Why CNVs Matter for Breeding Decisions
Effect size per variant is often larger than for SNPs. Because CNVs can disrupt whole genes or regulatory regions, a single CNV often has a larger phenotypic effect than a single SNP. The MDR1 deletion is a clean example: one structural variant with a profound pharmacological consequence.
Rare CNVs contribute disproportionately to disease burden. Research in both humans and dogs has shown that rare CNVs — many of them new mutations or low-frequency variants — account for a substantial fraction of severe phenotypic outcomes.

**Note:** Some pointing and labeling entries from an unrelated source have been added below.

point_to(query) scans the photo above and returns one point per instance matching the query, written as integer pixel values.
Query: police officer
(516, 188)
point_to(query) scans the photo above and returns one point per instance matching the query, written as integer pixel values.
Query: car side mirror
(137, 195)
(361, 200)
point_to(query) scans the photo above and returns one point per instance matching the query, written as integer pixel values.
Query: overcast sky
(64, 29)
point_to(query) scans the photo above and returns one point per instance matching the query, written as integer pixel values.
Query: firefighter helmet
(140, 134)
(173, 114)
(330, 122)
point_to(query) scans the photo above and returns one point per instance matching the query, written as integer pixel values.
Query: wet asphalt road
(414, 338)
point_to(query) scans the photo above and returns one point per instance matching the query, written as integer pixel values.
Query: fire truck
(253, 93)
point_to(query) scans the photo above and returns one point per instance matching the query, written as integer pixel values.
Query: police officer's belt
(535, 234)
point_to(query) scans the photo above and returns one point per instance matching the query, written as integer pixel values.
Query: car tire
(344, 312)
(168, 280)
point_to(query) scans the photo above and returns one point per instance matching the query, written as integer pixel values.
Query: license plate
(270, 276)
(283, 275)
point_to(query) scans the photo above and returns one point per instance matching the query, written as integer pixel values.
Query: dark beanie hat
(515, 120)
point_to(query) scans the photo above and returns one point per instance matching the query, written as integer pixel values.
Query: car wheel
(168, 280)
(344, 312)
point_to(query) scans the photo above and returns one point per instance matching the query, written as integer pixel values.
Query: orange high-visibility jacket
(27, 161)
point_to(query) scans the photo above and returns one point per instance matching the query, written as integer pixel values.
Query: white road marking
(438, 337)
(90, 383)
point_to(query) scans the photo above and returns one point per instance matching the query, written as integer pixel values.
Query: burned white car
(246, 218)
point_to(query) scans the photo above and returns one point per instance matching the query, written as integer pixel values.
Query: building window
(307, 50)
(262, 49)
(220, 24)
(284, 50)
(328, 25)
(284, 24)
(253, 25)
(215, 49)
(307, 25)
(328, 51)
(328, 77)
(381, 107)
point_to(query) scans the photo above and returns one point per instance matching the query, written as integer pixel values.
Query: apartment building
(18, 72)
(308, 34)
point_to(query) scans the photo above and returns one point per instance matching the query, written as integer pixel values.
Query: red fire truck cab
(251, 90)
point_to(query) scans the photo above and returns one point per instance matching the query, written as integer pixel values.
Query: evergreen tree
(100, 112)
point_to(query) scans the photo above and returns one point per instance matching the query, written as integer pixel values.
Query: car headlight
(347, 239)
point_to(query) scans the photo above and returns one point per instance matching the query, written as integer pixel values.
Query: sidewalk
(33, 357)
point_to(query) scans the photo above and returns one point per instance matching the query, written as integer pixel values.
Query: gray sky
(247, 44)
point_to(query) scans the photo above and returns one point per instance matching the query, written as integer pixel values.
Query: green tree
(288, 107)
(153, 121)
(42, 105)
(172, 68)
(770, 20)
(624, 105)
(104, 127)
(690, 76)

Some CNVs are breed-specific. A CNV that rises to meaningful frequency in one breed may be effectively absent in another. Breed-specific genetic panels are therefore not just a marketing convenience; they reflect genuine differences in which structural variants are segregating.
Standard SNP-based relatedness and COI calculations can miss CNV-driven similarity. Two dogs can share a rare CNV that substantially increases shared disease risk without appearing unusually related on SNP-based metrics. This is a genuine limit of standard pedigree analysis.
What to Ask Your Testing Provider
If you are considering a canine DNA panel and structural variants matter to you — particularly for the herding breeds where work is most advanced — these are the questions that will separate serious providers from casual ones:
- Which of the variants on your panel are CNVs as opposed to SNPs?
- What CNV-calling methodology do you use?
- How is performance validated for your CNV assays? Is there published validation in my breed?
- If I request raw data, do you include CNV calls or only SNP genotypes?
- Are you currently assessing novel CNVs identified through research, or only those already published?
Most providers will struggle to give specific answers. That is diagnostic. The commercial canine genetic testing market has optimised heavily for SNP-based panels and is only now beginning to integrate CNV calling at scale.
The Direction of Travel
Expect CNV content in canine genetic panels to increase steadily over the next three to five years, especially as long-read sequencing becomes commercially viable at a per-dog cost comparable to current panel testing. The herding breeds, because they are genetically well-characterised and have active research communities, are likely to be among the first to see clinically useful CNV panels. For breeders of these dogs, building an understanding of structural variation now — even before it is fully integrated into commercial testing — will pay off when the tests catch up to the science. The single-gene, single-variant model of canine genetic disease is incomplete. The structural layer is the next chapter.